When receiving invites to in-house deign conferences I often wonder if those that sponsor these events have been to an in-house group. I find it more than a little misleading to tell folks they will learn how to be better in-house designers by listening to the creative director of Fossil watches give a talk about how their group is organized. Let's face it, if you're not doing great work at a fashion brand, something has gone terribly awry.
Most folks that are at in-house groups really want to figure out how to behave more like an outside firm or agency. They want to get out of the game of creating forms, and occasionally getting to branch out in intra company communications. They want to figure out how to get their leadership to trust them with the public face of the company, rather than using the "cover-their-ass" technique of going with outside consultants. Basically they want to get out of the bowels of the building and onto the upper floors.
Unfortunately I don't have any real prescriptive answers to those questions. In-house groups that have upper level buy-in, operate like an agency within he company, and do knockout work generally have grown organically. I would suggest that there are general behaviors that can help lead those groups where they want to go, no mater how stodgy the organization seems.
First, know your business. The design part certainly, and the business of those you work for. if you don't know it, you can't communicate it and you certainly offer no value to the company other than laying out forms.

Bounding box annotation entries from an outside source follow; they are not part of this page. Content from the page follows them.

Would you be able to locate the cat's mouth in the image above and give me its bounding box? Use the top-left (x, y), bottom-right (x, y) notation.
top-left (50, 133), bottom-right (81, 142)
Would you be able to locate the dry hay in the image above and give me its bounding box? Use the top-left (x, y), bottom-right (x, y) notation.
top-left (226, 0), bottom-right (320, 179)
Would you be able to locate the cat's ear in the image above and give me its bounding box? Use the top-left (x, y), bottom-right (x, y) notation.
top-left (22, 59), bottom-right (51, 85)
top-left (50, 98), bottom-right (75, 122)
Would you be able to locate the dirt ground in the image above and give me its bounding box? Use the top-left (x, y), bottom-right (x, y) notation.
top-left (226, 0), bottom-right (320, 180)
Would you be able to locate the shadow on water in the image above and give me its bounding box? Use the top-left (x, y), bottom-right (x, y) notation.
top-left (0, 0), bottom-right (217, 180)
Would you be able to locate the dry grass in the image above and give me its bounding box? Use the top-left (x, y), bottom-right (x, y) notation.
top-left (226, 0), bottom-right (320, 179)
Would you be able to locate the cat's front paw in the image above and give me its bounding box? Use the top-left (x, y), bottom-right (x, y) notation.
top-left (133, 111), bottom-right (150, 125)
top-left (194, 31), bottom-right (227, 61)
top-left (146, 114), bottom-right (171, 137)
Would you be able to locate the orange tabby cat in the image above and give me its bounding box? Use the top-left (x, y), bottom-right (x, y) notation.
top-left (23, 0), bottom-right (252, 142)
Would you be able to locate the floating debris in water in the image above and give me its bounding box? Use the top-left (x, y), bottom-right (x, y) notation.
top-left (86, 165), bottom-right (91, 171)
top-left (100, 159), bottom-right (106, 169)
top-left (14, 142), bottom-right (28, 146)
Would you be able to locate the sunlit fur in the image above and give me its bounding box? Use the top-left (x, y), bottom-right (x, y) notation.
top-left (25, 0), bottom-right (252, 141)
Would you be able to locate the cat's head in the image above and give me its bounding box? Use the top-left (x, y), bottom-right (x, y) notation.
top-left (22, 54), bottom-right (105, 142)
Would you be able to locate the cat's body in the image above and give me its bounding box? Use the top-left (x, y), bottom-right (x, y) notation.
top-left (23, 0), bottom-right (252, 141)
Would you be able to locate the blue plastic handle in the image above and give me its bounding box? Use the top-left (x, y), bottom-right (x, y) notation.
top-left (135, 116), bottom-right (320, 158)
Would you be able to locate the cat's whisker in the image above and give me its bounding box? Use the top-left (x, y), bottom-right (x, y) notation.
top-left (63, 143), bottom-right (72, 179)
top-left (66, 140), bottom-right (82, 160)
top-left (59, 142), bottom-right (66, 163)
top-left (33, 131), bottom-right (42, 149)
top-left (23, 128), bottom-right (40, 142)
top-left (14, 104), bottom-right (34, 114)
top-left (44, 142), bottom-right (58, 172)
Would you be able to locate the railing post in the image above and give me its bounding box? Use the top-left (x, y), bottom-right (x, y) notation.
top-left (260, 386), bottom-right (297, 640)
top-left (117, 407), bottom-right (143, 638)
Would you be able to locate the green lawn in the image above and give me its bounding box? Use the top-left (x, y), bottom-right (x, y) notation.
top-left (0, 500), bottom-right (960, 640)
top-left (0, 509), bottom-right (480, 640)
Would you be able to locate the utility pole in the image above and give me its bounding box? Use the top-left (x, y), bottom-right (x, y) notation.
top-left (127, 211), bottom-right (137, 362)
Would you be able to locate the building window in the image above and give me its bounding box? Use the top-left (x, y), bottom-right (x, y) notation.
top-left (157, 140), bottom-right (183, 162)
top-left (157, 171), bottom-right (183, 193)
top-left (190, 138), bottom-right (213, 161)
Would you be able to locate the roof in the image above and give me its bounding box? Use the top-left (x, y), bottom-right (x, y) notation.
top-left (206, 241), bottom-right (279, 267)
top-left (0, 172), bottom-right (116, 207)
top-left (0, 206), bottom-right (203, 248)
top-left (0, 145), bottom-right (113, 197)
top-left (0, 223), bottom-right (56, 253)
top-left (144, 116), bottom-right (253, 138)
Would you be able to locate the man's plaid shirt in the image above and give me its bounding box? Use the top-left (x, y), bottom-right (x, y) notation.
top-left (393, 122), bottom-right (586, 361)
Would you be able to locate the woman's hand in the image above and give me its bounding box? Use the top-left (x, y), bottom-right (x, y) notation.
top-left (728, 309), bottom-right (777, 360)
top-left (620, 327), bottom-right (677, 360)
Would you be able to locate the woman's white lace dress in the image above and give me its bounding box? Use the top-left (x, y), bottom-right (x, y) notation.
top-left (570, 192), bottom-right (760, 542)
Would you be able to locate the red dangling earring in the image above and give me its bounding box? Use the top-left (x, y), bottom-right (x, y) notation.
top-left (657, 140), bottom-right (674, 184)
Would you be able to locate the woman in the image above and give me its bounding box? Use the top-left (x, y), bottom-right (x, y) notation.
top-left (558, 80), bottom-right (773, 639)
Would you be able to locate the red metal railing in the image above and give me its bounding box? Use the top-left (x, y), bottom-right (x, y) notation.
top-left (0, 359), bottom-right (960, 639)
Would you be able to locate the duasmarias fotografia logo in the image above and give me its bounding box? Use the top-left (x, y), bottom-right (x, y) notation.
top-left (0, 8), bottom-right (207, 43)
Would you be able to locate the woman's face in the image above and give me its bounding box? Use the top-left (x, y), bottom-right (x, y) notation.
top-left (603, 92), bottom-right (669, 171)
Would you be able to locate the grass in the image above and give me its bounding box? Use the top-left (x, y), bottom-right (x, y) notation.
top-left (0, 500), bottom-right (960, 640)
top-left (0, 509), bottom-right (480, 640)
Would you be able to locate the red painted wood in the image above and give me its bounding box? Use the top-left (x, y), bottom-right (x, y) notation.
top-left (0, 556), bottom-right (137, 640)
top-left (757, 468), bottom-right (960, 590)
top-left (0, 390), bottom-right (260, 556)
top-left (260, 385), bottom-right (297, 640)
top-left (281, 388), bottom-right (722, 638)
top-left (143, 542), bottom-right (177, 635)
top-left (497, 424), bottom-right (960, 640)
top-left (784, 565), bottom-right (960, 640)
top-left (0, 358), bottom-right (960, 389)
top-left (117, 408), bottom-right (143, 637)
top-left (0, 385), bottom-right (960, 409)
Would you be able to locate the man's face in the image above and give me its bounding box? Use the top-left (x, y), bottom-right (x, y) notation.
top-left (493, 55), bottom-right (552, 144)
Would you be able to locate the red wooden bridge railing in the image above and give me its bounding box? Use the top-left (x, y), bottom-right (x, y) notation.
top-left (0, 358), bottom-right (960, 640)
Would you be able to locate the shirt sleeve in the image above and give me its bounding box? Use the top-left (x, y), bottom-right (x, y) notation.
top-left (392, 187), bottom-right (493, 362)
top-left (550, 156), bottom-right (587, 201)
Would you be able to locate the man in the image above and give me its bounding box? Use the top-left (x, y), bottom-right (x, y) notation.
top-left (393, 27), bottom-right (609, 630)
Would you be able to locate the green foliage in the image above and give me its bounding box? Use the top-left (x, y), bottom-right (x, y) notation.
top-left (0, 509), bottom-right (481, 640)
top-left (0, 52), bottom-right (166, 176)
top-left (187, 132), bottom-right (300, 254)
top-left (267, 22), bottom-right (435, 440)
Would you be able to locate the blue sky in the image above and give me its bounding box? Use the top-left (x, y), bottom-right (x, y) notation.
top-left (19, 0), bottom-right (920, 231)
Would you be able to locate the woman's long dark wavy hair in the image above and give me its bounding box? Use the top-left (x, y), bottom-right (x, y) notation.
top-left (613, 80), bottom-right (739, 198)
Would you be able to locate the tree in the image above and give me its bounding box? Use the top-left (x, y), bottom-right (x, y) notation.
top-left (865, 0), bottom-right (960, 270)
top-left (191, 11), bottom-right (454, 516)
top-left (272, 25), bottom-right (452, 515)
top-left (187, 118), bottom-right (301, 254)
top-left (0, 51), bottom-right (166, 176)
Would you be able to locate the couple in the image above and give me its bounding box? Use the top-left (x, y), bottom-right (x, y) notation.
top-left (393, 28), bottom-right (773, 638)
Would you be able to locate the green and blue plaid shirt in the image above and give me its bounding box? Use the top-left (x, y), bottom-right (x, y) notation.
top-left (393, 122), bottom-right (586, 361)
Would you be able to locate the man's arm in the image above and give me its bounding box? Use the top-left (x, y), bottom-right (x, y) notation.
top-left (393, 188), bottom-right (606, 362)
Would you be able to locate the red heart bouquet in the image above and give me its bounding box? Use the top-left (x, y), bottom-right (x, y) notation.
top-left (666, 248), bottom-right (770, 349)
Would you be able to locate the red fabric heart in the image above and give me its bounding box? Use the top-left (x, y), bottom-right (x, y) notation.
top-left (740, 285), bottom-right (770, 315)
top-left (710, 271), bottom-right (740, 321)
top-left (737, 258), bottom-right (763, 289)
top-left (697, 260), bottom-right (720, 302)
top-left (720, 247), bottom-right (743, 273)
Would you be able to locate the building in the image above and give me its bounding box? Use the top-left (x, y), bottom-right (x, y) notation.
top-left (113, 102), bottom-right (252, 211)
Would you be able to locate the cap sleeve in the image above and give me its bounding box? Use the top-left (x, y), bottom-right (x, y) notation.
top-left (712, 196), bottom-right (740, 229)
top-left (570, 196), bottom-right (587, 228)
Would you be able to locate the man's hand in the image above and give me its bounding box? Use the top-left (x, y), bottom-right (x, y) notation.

Second, make every project you do as spectacular as it can be. Even if it's a half inch classified ad, make it the best damned half inch classified ad anyone has seen. When the quality of work is high, eventually people will notice (particularly if the service level that goes with the finished product is high)
Third, act like an agency. Offer suggestion where and when you can. If you suggest that you care about what your company does, those at the top will eventually notice.
Eventually Can Be Eternity
Keep in mind that eventually may be beyond your stay at the company. Leadership differs. Appreciation for the work you do only gets shown when the company's interests rely on your work. That may happen tomorrow or ten years from now. The key is to seize every tiny opportunity until the big one comes. Ask for work and eventually you can get it.
It's an unfortunate truth of in-house design that it's under-utilized. However, designers can't assume that lack of utilization means lack of appreciation. Appreciation only comes when the higher-ups have you on their radar. The only thing you can do is great work so that you can be more than just a blip on their screen.